Housing executive says agency mistreated Black community

By Michael Leighton

Flooded apartments during the Vanport Flood of 1948. (Photo courtesy of Oregon Historical Society)


Home Forward, the housing authority for Multnomah County, has issued a public apology for its mistreatment and lack of concern for Black residents living in Vanport 73 years ago when the wartime housing was destroyed by floodwaters, killing at least 15 people and leaving thousands homeless.


Michael Buonocore, executive director of the low income housing provider, in a video released on the Sunday anniversary of the May 30, 1948 Memorial Day Flood, said he wanted to acknowledge the racism, the negligence and wrongdoing that Home Forward, formerly the Housing Authority of Portland (HAP), played in the disaster and aftermath.


Vanport was built in 1942 to provide housing for people working in the shipyards and at its peak housed about 40,000 people making it the second largest city in Oregon at the time.


But the structures weren’t built to last, Buonocore said. Its homes were not on permanent foundations and under strain from heavy rainfall and melting snowpack, a nearby dike burst and flooded Vanport.


While the history of the city has been the subject of many articles, documentaries, interviews, art installations and tours, Buonocore said there had never been an acknowledgement from the Housing Authority of Portland, now Home Forward, about its own role in the tragedy.


He said in the spring of 1948, as the likelihood of flooding increased, HAP downplayed the threat of disaster.

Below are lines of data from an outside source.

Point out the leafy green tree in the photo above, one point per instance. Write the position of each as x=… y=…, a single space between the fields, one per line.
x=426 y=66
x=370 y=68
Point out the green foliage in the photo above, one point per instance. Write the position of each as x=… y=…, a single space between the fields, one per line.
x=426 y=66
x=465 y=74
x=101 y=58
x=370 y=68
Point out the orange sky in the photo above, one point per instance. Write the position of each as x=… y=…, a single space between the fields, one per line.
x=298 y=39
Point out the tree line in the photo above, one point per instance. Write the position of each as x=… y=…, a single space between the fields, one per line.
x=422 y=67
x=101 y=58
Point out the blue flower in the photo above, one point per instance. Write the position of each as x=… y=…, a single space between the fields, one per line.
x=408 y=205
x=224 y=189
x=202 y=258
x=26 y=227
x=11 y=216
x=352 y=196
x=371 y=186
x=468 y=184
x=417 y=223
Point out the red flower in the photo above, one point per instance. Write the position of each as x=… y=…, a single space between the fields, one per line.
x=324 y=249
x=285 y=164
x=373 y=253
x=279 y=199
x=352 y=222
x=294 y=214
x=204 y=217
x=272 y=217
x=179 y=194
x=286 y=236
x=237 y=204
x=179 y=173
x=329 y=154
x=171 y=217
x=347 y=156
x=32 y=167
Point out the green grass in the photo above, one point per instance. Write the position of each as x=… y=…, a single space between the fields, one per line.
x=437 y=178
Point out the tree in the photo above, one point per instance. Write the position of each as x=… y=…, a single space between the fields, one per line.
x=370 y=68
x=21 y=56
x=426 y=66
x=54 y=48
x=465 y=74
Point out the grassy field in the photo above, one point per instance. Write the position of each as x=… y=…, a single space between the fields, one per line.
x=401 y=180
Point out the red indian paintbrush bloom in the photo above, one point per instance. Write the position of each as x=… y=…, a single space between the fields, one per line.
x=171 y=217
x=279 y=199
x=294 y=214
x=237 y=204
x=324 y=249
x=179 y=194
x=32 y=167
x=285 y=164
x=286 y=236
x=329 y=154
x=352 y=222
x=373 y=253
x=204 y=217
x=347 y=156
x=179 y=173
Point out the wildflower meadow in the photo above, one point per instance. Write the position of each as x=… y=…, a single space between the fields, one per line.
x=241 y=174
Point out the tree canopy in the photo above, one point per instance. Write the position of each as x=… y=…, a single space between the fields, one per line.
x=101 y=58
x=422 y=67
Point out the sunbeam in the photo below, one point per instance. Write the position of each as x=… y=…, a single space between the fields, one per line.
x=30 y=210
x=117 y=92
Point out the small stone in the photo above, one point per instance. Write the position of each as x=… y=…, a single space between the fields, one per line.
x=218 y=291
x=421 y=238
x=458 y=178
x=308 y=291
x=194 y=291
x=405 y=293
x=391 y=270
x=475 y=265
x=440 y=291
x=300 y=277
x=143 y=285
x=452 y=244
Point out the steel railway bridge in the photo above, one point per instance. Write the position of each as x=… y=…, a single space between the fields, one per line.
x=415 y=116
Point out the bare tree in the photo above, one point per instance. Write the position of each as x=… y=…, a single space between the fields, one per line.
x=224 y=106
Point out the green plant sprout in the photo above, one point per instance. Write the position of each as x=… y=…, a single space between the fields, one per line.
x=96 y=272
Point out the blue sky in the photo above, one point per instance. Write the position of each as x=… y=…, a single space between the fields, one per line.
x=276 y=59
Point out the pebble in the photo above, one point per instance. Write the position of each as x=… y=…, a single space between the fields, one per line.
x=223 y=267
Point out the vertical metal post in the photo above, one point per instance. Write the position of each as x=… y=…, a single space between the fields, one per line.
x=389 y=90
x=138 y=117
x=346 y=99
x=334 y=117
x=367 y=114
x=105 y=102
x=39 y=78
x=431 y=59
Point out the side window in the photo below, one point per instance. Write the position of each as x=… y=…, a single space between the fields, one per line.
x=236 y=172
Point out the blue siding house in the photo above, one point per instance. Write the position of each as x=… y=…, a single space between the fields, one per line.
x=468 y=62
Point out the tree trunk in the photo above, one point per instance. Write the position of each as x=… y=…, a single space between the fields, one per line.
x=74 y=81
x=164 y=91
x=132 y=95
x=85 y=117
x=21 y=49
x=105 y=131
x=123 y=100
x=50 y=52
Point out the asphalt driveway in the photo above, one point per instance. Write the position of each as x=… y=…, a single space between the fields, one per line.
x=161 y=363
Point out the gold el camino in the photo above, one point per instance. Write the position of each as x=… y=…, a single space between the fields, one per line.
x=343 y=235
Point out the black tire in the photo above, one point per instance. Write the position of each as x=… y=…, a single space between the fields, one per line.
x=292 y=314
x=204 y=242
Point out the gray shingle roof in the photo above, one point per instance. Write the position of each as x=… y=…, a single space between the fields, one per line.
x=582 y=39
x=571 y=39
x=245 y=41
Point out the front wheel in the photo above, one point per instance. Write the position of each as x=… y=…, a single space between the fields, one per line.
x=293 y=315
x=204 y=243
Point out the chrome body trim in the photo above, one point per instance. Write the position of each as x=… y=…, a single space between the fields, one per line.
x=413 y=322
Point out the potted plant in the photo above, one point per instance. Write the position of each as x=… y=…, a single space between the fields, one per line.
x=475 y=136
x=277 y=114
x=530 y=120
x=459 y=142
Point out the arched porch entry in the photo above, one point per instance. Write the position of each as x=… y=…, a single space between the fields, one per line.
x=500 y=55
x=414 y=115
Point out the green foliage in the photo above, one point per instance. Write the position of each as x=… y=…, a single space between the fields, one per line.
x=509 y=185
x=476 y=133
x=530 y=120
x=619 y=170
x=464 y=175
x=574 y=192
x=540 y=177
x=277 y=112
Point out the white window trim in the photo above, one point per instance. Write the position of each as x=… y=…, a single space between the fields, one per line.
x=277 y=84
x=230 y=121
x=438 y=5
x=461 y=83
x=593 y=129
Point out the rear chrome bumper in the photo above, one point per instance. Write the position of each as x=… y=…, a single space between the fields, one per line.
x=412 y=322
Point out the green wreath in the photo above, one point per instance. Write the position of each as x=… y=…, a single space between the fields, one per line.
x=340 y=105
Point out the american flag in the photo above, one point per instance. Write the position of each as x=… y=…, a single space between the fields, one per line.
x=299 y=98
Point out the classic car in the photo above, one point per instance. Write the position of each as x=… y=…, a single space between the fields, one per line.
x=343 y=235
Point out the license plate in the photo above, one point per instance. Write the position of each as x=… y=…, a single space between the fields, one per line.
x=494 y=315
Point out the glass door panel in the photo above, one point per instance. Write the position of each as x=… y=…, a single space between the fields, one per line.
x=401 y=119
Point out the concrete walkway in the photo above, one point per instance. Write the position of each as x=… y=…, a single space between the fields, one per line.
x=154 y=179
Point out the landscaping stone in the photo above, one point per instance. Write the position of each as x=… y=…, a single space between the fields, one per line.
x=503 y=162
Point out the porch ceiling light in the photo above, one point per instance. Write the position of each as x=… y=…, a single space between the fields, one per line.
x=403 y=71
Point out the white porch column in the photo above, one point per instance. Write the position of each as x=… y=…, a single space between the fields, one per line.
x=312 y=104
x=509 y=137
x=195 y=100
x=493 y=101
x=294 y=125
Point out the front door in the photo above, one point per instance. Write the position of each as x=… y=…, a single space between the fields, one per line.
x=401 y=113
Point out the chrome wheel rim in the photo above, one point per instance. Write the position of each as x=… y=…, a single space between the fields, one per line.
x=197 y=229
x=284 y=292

“We put notes on people’s doors that said ‘Remember, dikes are safe at present, you will be warned if necessary. You will have time to leave. Don’t get excited,’” Buonocore said. HAP itself, however, got a “little excited” about the flood threat at the time, the official pointed out in the video.


“We removed our files from the property and the horses, but we didn’t evacuate the people,” Buonocore said.


He said it was important to tell the truth, that HAP didn’t want anything to do with Vanport when it was created, and the agency also did not help the Black residents of Vanport after the flood relocate to other housing throughout the Portland area.


“Albina was still the only area where Black people could live, but there wasn’t enough housing to accommodate them and what we really wanted was for Black people to leave,” Buonocore said, describing sediments from his agency and much of the white community at the time.


“Instead we reinforced their isolation and segregation,” he said.


Edgar Kaiser built Vanport in 110 days, circumventing the local officials that were resistant to its existence and HAP took over its operations out of necessity, Buonocore said.


“By 1948 we had allowed Vanport to fall into disrepair. It was considered an eyesore and a slum. Black people were not the only people living there, but they were a high percentage of the population because there was really nowhere else for them to go,” he said.


“From its earliest days, the Housing Authority of Portland did what the institutions of this country were founded to do, reinforce the progress of white people at the expense of Black, Brown, Indigenous and people of color,” Buonocore said.


“We were wrong. And I apologize to the community and the people who were hurt,” he said.